It took me 2 1/2 hours to get a bank account and go home (stopping briefly at the supermarket for some supplies). Most of that time was sitting in the bank waiting my turn, then signing endless small pieces of paper and this time, there was no problem and I got my account (just in time to get my information to my employers and actually get paid this month). Since I signed up for online banking, I was also given this weird little gizmo. I have yet to figure out what it’s for or what it does, and the girl at the English school had no idea either when I asked her.

In honor of President’s Day, Bambi had no work, so we three had an adventure at lunchtime, finally deciding on a 家常菜 restaurant, or family style. They are all over the place, literally, on every street at least two, and they serve the exact same things. It’s like if there was a diner on every street in America. How do they all stay in business? How do Beijingers not eat more diversely? That being said, the food is usually pretty good, and this restaurant was nice. The little lady took care of us, pouring our tea properly, even ladling food onto Ginny’s plate. We got four standard dishes; baicai fenxi or cabbage and glass noodles that I enjoyed very much, , a leek and lamb dish that was just average, fried rice of course, and 地三鲜which loosely translates into three earthly freshness or something like that, and is braised peppers, eggplant and potato.

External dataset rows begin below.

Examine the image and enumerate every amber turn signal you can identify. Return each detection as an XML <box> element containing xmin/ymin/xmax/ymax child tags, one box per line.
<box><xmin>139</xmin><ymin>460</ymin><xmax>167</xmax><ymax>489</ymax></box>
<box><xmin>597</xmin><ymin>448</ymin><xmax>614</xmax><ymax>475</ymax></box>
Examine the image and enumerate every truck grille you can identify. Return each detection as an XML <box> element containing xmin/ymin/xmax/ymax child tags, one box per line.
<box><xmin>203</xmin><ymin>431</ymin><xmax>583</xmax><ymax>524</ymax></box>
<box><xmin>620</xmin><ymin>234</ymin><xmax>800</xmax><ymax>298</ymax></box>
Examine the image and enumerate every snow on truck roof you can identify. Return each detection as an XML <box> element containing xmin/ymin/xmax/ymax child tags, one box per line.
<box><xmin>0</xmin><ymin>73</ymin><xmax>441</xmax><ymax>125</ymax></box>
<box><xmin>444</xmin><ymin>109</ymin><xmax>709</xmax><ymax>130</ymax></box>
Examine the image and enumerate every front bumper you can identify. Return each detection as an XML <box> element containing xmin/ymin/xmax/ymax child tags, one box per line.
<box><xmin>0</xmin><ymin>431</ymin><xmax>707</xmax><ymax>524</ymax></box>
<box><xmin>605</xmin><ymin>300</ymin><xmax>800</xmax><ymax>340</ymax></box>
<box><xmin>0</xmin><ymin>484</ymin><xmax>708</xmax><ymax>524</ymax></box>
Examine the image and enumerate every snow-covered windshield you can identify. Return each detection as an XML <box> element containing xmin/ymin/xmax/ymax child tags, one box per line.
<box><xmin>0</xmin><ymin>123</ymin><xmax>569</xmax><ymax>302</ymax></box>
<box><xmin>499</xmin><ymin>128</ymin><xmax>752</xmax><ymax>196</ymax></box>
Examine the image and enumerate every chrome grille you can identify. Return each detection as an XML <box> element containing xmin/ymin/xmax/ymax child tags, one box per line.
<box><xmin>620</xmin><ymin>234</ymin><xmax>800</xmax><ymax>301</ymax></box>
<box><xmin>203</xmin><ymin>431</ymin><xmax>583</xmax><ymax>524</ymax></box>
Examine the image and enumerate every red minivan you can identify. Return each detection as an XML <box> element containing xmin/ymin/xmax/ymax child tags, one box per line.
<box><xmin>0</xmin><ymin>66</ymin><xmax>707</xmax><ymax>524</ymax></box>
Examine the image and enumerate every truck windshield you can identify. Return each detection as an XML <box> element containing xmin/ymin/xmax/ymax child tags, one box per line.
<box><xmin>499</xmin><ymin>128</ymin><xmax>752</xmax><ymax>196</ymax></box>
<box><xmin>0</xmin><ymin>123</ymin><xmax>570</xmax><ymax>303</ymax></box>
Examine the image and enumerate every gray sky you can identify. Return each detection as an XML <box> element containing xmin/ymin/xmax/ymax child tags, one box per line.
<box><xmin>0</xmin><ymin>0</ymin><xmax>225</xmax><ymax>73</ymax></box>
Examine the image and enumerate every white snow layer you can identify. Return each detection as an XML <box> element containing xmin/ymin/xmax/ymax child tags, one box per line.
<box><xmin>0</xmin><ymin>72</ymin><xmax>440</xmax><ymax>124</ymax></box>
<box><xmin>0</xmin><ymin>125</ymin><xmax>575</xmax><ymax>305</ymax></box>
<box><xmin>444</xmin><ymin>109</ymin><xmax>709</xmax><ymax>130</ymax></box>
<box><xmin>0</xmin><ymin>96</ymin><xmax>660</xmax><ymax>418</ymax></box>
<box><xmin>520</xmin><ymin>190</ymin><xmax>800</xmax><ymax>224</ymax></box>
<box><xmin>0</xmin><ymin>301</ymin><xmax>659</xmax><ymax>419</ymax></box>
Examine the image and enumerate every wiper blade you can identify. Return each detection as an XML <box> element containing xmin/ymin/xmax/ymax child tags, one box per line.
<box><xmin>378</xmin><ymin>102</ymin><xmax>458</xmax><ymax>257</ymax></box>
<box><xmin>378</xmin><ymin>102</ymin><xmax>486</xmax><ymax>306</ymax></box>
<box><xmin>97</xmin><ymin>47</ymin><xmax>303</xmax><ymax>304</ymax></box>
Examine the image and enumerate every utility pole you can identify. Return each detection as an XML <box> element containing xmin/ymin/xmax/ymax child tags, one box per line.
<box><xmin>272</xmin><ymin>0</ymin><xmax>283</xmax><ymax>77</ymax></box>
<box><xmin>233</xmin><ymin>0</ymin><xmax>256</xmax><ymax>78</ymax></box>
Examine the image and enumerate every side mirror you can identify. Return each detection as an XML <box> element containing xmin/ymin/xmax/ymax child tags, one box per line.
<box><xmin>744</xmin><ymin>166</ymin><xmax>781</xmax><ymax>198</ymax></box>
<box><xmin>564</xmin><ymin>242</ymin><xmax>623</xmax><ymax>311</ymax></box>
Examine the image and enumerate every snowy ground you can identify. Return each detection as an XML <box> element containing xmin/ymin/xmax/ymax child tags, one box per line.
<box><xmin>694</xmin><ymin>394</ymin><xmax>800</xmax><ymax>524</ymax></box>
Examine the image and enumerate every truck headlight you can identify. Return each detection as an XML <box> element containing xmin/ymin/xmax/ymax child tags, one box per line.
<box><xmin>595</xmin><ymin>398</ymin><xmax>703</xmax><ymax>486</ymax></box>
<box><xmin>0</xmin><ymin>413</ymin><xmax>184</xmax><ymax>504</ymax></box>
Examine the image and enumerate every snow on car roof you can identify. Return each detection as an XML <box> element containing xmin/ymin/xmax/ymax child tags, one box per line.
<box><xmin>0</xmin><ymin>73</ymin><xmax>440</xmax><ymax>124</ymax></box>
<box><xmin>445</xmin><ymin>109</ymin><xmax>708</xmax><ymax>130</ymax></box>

Ikea day. I had a lot of bad dreams and some random person called me around 6 AM, so I overslept, and didn’t really get out of bed until Ginny knocked on my door. We motivated to leave by 10:30, catching the 110 bus. Unfortunately, the bus was packed. Ginny and I got real close to a whole bunch of Chinese people. So much intimacy with strangers. We got off at the transfer point, and decided that we didn’t have the dedication to find the next bus, and flagged down a cab.

Ikea is enormous. Neither of us had been in one in the states, and it was a bit overwhelming, all of the stuff, all of the floors, the mazes through everything. We pushed our way through crowds to find a coffee table, silverware tray, coat hooks and shoe racks, adorable fish and star shaped ice cube trays that Bambi and Allie loved, a lamp, mirrors, and a whole bunch of plants. I gave a cheerful hello to a bunch of teenage boys who were staring at me struggling to carry all the plants like they’ve never seen a god damn laowai before.

We ran up the stairs, basically threw our new purchases on the ground and ran back down, ready for lunch. I’m not a very good shopper; I’ve got about a 2 hour limit, and we hit that, and then my brain starts shutting down and I get cranky, tired and hungry. To make things worse, I hadn’t eaten a good breakfast…we were both ready for food. We went first to a Korean restaurant right on the corner, but upon reading the menu, we discovered that everything was dog. Dog rice bowl, dog hot pot, grilled dog, lamb. Sorry, you’re not fooling anyone with that lamb dish. We quickly left, and instead found a home style restaurant down the street. We went with a 茄子肉丝, eggplant and pork strips, which is a standby at these places, and lamb with leeks. The food came with two bowls of rice and we spent a good ten minutes in silence, not looking at each other, just shoveling food into our faces. The eggplant and pork was pretty good, and at first I thought the lamb was good because it was hot and I was starving, but as it cooled I found that it didn’t have the best texture, since a lot of it was tendon and hard to chew.

Lamb and Leeks

Eggplant and pork slices

Once Allie and Bambi arrived home we went out to dinner at the Xinjiang place. We ordered a whole bunch of deliciousness, lamb chuanr, a couple chicken heart chuanr which are chewy, dark, and a bit gamy but otherwise good, a dapanji with grilled bread that Bambi had the forethought to ask to make with no bones, just small pieces of chicken, noodles served with an egg and tomato sauce, and spicy dried green beans.

Our apartment is beginning to look real, with coffee tables and throw pillows and candles. We sit with Hendricks and tonic with our star and fish ice cubes, being sort of adults and sort of real people but not really.